Inalum, selain mengoperasikan PLTA Sigura-gura dan Tangga atau disebut juga Asahan 2 dengan kapasitas desain 603 MW, juga memproduksi aluminium (ingot) dari pabrik di Kuala Tanjung, Kabupaten Batubara dengan kapasitas desain 225 ribu ton, walau produksi sudah mencapai 250 ribu ton per tahun.
“Kapasitas produksi listrik yang besar itu memang telah menjadi sasaran banyak pihak termasuk pemerintah untuk menjawab krisis listrik yang terjadi dewasa ini,” kata sebuah sumber.
Akan tetapi, lanjut Nasril dalam suatu pernyataan tertulisnya, proyek PLTA Sigura-gura dan Tangga serta pabrik peleburan aluminium adalah proyek satu paket dalam lingkup Asahan Project.

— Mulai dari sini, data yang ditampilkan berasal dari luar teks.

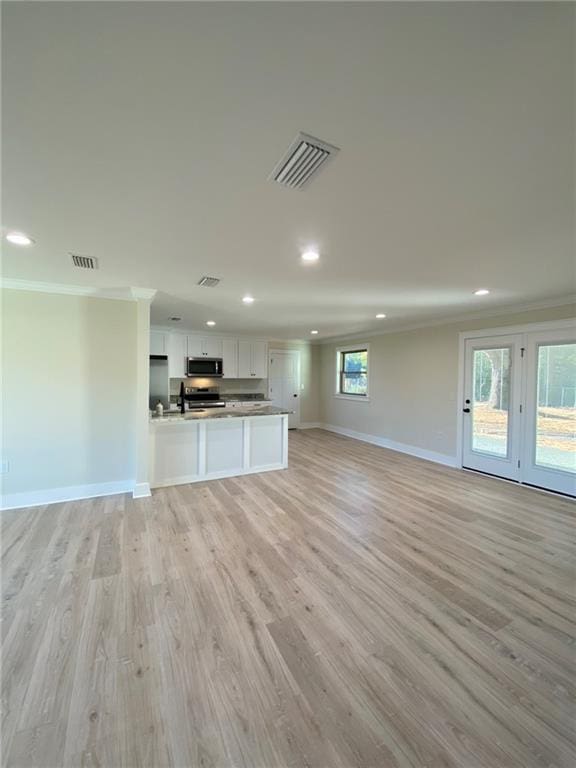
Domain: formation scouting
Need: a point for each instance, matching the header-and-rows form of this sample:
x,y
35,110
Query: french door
x,y
549,445
519,409
492,394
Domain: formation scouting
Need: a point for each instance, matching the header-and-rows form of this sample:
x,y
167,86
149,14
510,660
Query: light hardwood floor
x,y
362,608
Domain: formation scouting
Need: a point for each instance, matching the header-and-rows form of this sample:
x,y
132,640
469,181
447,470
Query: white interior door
x,y
284,383
492,405
549,455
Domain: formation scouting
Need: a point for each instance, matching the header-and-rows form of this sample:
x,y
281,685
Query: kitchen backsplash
x,y
226,386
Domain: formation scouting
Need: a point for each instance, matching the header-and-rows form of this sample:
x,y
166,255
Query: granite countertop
x,y
219,413
258,398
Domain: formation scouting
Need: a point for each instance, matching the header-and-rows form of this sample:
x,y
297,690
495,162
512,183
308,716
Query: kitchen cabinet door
x,y
260,359
157,343
244,359
212,347
230,358
177,353
195,346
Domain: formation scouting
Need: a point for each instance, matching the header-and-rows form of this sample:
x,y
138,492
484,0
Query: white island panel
x,y
224,446
266,442
175,453
187,450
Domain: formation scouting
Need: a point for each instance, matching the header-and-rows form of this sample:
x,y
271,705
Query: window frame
x,y
346,395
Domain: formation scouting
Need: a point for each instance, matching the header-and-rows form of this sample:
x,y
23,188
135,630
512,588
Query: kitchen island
x,y
216,443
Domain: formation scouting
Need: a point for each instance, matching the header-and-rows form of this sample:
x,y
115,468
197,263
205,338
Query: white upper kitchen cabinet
x,y
204,346
252,359
230,358
177,353
212,347
158,343
244,359
195,345
260,359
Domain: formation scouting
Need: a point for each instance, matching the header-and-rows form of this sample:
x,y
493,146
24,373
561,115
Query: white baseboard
x,y
141,490
68,493
412,450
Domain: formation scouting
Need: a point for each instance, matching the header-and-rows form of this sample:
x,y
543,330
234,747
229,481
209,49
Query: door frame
x,y
297,409
506,330
486,462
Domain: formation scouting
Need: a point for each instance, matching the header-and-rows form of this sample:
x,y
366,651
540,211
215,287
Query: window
x,y
353,372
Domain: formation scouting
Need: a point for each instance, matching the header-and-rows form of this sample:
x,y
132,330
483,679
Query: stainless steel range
x,y
199,398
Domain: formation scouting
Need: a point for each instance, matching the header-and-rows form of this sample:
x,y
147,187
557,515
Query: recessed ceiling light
x,y
19,238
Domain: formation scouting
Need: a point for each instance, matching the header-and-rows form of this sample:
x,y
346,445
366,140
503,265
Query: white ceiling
x,y
143,135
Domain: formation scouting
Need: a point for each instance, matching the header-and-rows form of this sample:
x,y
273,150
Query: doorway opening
x,y
518,404
284,382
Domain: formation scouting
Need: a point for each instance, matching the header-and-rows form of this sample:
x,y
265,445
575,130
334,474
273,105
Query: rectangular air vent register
x,y
302,161
84,262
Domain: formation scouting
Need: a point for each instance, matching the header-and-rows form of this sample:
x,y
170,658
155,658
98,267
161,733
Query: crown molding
x,y
485,315
143,293
119,294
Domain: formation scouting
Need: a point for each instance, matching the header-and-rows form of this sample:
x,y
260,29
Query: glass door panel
x,y
492,398
556,414
550,450
491,401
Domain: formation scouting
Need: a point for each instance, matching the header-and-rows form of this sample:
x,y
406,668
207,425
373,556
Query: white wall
x,y
68,394
413,384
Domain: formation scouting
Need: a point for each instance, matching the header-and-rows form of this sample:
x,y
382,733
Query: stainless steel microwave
x,y
208,367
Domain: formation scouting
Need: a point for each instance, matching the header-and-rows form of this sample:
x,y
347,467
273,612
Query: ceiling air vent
x,y
84,262
304,158
209,282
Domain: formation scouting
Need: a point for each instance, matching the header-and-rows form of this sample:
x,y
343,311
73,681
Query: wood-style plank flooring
x,y
362,608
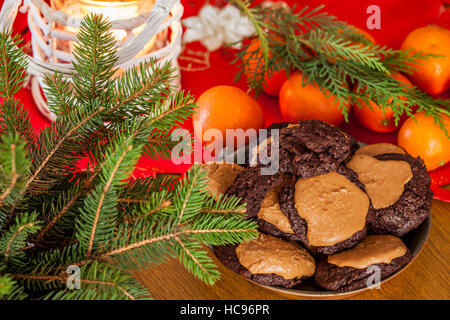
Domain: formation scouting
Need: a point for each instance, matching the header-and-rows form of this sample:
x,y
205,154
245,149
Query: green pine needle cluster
x,y
56,217
332,54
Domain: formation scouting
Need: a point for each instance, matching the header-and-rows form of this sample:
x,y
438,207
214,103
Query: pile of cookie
x,y
332,212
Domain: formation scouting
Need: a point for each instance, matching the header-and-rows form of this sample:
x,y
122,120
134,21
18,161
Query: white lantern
x,y
142,28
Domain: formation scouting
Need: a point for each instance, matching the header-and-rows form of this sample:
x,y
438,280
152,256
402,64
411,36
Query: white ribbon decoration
x,y
214,27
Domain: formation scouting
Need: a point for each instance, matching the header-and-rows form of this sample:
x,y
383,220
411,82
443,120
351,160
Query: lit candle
x,y
113,10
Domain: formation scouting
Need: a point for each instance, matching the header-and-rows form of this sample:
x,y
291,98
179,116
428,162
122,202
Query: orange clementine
x,y
298,102
226,107
372,117
273,83
424,138
433,74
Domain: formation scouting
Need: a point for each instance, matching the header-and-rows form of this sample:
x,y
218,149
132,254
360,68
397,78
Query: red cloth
x,y
398,18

“Energi listrik yang dihasilkan oleh kedua PLTA tersebut disalurkan untuk keperluan proses peleburan aluminium di Kuala Tanjung,” kata Nasril seperti dikutip oleh harian Wapada.

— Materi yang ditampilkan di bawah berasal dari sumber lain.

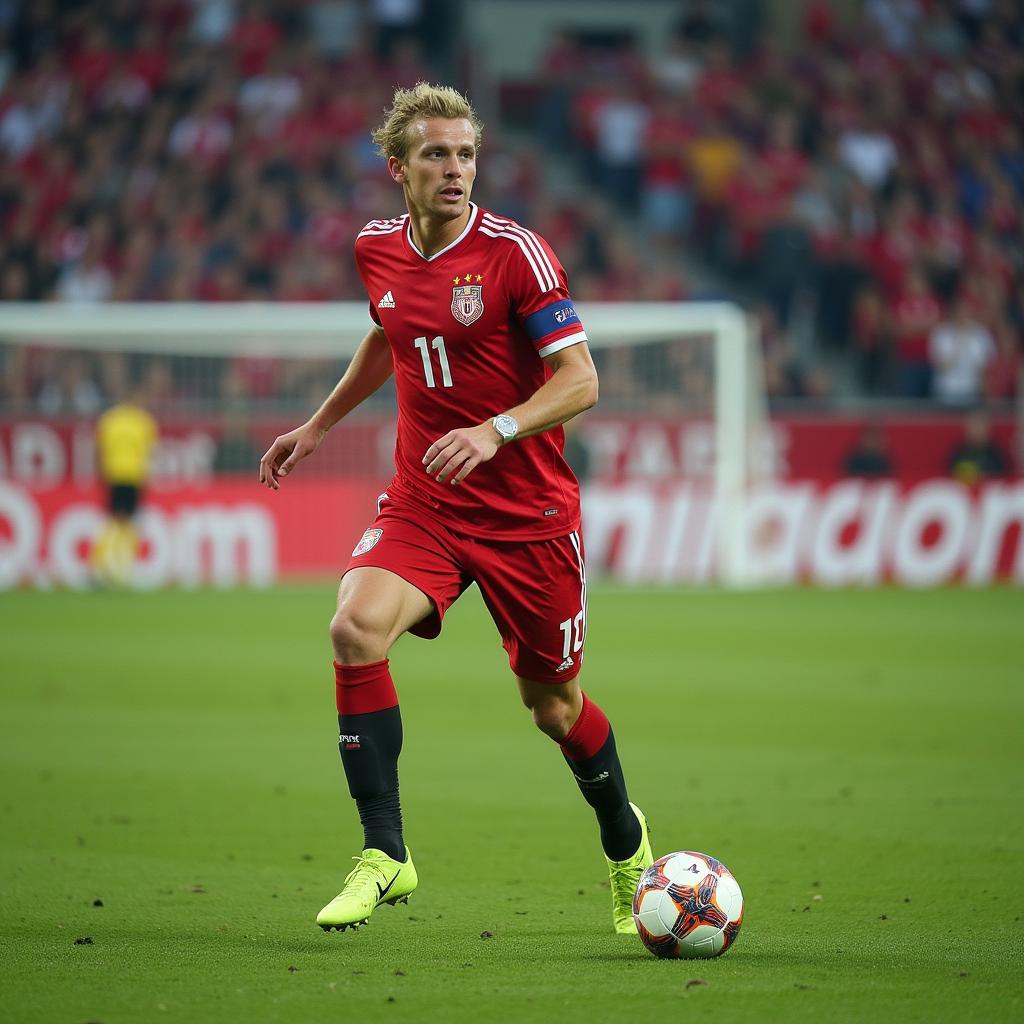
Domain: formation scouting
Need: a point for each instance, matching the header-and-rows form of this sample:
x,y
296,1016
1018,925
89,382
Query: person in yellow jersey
x,y
126,436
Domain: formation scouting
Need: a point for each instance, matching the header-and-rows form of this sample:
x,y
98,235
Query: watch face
x,y
506,426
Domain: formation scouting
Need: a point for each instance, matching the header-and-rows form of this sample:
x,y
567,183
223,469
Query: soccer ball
x,y
688,905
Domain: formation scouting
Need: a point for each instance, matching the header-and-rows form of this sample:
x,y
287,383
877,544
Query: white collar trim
x,y
469,223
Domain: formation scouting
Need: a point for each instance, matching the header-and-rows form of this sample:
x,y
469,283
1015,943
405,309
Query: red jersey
x,y
469,328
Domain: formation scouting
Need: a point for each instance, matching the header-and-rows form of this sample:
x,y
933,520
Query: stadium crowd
x,y
867,180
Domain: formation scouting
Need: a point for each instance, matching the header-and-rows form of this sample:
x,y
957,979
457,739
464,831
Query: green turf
x,y
854,757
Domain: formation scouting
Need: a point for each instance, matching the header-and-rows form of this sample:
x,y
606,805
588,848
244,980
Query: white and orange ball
x,y
688,905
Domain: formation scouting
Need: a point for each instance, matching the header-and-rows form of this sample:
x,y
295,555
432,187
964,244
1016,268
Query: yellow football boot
x,y
375,880
625,876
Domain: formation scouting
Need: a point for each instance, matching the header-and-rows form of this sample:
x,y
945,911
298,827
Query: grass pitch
x,y
853,757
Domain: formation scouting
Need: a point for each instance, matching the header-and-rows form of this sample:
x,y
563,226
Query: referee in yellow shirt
x,y
126,435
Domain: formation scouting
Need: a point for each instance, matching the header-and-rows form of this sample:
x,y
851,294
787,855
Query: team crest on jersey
x,y
369,539
467,303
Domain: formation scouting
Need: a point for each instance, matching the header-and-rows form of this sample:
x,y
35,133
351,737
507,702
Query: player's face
x,y
439,168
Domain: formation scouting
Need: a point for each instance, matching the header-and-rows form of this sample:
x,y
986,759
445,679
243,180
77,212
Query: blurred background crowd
x,y
858,183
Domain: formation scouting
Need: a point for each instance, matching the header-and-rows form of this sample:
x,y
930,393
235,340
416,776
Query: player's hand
x,y
286,452
457,454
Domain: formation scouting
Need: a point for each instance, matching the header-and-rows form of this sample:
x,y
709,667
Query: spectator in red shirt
x,y
915,313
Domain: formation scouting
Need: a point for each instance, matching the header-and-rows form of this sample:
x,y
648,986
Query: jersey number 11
x,y
428,371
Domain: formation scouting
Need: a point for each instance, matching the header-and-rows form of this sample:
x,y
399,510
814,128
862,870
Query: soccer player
x,y
472,314
126,435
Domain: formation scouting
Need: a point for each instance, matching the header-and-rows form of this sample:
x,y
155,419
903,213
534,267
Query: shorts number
x,y
428,371
573,631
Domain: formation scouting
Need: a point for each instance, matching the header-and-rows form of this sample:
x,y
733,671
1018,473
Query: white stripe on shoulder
x,y
544,262
384,226
541,283
559,343
379,230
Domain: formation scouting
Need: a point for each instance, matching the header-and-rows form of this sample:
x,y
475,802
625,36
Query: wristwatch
x,y
506,426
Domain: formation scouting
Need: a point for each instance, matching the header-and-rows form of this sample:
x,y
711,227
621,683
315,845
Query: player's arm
x,y
370,368
570,389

Dalam penjelasan lisannya ia menegaskan, boleh-boleh saja kalau ada yang ingin mengambil alih PLTA Asahan 2 setelah 2013 . Hal itu memang mungkin untuk dilakukan. Tapi jangan lupa, berdasarkan perjanjian induk,pemerintah punya kewajiban menyuplai tenaga listrik ke pabrik atau smelter timah di Kuala Tanjung.
Pengambilalihan Inalum oleh pemerintah, katanya, tentu menjadi harapan semua rakyat Indonesia. Tetapi untuk merealisasikannya harus sesuai perjanjian. Menurut Nasril, dana pemerintah yang ada di Inalum sudah cukup untuk keperluan menguasai perusahaan itu.
Selalu dikatakan merugi
Utang-utang perusahaan yang sahamnya 60 persen dimiliki Jepang dan 40 persen Indonesia secara bisnis pada tahun 2010 sudah bisa lunas dibayar, katanya. Akan tetapi, Nasril tidak bersedia menyebutkan berapa dana pemerintah maupun besarnya utang perusahaan tersebut.

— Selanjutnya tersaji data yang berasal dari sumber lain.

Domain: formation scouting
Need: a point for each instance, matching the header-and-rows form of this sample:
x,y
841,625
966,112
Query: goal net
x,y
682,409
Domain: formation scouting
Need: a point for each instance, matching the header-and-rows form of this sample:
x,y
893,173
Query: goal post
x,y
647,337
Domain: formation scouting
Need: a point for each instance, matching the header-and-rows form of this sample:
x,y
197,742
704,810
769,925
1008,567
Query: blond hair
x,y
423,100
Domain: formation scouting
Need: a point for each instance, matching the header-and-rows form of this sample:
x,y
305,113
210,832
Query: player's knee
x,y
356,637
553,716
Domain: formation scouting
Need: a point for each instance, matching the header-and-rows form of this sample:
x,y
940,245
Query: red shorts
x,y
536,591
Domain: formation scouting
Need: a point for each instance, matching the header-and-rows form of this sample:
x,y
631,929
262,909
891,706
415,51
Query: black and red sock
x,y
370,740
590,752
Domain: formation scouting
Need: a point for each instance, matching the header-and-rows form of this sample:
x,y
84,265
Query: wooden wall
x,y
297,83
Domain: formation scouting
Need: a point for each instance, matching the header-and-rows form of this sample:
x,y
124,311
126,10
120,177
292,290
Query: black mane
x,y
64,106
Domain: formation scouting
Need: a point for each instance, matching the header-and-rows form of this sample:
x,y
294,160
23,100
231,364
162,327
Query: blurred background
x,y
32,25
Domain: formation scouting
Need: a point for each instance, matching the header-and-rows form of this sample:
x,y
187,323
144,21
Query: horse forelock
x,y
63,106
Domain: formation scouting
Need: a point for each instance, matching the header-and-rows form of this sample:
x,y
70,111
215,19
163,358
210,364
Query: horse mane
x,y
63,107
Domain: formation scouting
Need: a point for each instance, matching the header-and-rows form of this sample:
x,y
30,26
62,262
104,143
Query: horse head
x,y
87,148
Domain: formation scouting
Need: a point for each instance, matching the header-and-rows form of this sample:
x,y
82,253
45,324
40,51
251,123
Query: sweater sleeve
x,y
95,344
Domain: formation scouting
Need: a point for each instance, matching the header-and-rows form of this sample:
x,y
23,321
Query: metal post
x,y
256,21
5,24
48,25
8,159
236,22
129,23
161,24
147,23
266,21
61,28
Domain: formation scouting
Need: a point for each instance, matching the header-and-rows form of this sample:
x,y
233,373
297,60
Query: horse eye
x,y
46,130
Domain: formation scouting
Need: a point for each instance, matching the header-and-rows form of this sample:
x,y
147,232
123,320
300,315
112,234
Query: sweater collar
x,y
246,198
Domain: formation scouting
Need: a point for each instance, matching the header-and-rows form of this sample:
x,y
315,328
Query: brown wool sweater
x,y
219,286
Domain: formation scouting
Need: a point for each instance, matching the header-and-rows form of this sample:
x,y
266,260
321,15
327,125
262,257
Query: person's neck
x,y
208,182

Inalum bertahun-tahun secara bisnis tetap meraih keuntungan, tetapi selalu dikatakan rugi, karena pendapatan dalam dolar tetapi dibayar dengan mata uang yen sehingga terjadi perbedaan kurs.
Selama tahun fiskal 2007 Inalum kembali meraih keuntungan sebesar 124 juta dolar AS dan perusahaan juga telah membayar pajak sejak tahun fiskal 2006 sebesar Rp563 miliar, kata Nasril.